しかし、その後、一方において石油危機による富裕産油国や新興工業国、更には、BRICSのように高度経済成長を遂げる国々が出現し、他方で重債務や紛争等もあり成長から取り残される国々等、開発途上国の間にも大きな格差が生じた。国際的な発言力が増す国も出てきて、中国に至っては米国と覇権を争うまでに台頭した。その立場や利害があまりにも異なるので、経済的にも政治的にもこれらの国々を「開発途上国」としてまとめてグルーピングする意義が乏しくなってきている。
「第三世界」や「非同盟諸国」もソ連の崩壊による冷戦の終了により、その実質的意味を失った。その結果、政治的脈絡で西側先進国以外の国々を総称する言葉として、「グローバル・サウス」という言葉が便利に使われている。
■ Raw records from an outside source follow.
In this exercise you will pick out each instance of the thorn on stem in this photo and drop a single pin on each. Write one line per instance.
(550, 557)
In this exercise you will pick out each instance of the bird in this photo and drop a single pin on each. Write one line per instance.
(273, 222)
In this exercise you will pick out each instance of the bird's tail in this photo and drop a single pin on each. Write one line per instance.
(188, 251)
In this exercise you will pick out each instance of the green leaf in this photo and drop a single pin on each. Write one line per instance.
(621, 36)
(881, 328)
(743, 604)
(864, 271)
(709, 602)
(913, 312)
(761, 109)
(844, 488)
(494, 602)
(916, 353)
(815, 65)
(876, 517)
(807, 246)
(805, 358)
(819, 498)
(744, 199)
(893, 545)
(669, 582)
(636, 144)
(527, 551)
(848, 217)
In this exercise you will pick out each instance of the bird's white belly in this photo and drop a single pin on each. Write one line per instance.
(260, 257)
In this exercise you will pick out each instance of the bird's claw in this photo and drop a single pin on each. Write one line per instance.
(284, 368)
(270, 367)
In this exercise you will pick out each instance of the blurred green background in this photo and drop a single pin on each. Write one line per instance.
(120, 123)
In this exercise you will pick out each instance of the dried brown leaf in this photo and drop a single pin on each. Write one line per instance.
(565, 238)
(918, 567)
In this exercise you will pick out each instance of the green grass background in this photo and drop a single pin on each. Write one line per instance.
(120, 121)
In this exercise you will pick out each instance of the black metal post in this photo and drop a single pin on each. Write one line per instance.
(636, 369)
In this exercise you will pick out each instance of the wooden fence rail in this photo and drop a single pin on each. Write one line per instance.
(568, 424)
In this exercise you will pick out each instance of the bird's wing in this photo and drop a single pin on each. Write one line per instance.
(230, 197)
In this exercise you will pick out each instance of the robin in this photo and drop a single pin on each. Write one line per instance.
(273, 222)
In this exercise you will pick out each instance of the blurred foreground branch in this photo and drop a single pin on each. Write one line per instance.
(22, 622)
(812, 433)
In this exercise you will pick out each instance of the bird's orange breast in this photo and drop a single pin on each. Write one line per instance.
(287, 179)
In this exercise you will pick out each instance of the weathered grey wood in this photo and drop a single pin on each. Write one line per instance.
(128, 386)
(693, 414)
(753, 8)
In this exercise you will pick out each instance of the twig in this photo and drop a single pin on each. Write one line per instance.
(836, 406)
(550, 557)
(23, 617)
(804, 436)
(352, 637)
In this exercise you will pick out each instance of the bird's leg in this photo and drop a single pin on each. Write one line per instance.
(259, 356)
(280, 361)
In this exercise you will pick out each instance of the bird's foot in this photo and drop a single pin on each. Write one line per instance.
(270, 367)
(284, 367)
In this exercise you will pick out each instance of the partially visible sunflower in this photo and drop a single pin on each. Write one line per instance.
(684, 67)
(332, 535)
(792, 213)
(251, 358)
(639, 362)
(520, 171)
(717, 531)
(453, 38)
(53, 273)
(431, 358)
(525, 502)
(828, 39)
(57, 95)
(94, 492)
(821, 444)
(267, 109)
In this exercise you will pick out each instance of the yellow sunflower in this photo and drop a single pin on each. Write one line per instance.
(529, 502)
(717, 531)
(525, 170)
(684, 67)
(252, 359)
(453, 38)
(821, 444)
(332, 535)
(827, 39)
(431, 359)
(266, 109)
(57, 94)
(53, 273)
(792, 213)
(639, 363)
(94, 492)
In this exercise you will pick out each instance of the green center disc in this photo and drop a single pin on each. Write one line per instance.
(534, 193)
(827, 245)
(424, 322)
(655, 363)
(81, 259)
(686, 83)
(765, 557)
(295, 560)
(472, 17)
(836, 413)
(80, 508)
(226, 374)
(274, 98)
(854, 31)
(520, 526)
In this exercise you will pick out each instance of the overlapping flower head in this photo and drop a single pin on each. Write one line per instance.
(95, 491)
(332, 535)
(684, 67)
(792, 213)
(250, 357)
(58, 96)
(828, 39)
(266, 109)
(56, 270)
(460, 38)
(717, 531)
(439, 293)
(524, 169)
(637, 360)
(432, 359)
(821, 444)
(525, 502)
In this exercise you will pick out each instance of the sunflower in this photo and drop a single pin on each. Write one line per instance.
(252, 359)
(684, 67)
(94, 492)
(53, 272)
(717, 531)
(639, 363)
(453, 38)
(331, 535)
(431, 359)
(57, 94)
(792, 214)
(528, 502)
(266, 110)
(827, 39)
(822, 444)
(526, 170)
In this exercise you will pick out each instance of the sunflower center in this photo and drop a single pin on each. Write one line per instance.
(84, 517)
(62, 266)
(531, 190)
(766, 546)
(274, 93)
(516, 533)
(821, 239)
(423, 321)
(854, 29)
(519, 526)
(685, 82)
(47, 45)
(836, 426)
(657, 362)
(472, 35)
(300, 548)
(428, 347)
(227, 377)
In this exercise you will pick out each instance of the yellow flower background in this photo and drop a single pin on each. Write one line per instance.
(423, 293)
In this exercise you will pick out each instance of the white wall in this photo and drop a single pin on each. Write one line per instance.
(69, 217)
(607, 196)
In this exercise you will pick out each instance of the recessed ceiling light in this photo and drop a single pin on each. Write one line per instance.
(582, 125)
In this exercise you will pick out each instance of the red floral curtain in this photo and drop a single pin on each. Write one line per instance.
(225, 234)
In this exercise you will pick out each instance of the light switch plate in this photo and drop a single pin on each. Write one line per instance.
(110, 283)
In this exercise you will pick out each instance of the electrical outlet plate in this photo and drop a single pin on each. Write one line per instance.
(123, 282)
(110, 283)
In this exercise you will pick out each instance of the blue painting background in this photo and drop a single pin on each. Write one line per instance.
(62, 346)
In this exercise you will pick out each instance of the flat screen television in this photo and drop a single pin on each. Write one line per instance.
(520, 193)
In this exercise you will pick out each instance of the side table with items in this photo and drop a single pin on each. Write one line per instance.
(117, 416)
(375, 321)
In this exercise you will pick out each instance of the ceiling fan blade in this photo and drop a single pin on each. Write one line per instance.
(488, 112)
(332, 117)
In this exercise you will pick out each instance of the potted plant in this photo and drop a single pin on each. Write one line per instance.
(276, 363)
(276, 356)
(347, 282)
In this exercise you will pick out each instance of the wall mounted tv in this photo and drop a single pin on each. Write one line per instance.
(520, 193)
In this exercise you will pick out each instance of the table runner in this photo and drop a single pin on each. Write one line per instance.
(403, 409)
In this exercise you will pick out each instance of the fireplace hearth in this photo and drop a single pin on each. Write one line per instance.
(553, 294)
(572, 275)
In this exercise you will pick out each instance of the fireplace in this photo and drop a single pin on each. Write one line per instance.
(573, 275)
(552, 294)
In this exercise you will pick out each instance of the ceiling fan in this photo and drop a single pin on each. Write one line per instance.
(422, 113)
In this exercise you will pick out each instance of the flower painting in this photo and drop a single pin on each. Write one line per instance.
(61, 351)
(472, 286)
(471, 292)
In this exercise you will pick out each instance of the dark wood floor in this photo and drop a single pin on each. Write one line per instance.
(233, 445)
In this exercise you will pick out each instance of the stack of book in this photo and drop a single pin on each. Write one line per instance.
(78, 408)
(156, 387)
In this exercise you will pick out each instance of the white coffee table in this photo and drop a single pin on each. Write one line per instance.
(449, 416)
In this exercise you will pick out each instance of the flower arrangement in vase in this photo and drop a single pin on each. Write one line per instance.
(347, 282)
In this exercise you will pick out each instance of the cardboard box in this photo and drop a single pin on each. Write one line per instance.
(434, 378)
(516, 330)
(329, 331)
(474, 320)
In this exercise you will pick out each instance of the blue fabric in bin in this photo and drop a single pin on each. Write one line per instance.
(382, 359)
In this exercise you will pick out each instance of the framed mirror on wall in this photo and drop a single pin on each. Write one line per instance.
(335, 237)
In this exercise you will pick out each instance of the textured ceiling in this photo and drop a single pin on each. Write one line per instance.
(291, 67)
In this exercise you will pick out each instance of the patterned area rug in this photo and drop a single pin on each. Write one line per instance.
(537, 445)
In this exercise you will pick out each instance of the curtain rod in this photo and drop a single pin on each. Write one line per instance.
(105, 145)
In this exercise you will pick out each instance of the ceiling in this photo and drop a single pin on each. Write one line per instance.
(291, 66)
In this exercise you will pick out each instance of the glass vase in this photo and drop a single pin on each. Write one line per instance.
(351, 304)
BRICS が「グローバル・サウス」を代表するかのごとき主張や中国が自らを「グローバル・サウス」のリーダーであるように位置付けることに、ナイが警鐘を鳴らしているのは重要だ。留意すべきは、「グローバル・サウス」という概念を、「非」或いは「反」西側先進国という政治的なグループ化に利用しようとする動きがあることだ。
例えば、この9月には、キューバの主催で9年ぶりのG77+中国の首脳会議が開催されたが、中国は政治局常務委員を習近平の特使として派遣し、中国が如何に豊かになろうともかつての植民地主義と戦った「グローバル・サウス」の一員であることを強調し、欧米主導の国際秩序の改革を主張し、そのような趣旨の宣言も採択された。
米中対立の軸ではない
中国は、米国との直接対決は避けつつも、中国流の新たな多国間主義を主張して世界中で多数派工作を展開しており、自らを多数派である開発途上国の一員と位置付けて、「グローバル・サウス」を経済的概念ではなく、「非西側先進国」という政治グループ化しようとしているようである。
他方、多くの「グローバル・サウス」諸国は、米国か中国かで選択を迫られるようなことは回避したいとの立場であり、米中対立が先鋭化すればするほど、中国の主張に同調することには慎重となるはずである。また、中国が米国に対抗する拠点に用いようとしている拡大BRICSは、ナイも指摘する通り、内部に対立関係を含み、インドの存在もあり限界がある。従って、中国が「グローバル・サウス」を代表することも、BRICSを米国との対立に利用することも容易ではないであろう。
「グローバル・サウス」とは、今やそれぞれに自己主張をする国々から成る多極的な存在であり、具体的な外交的なアプローチとしては、地域的に、あるいは、主要国ごとに働きかける方がより意味があり重要だということであろう。』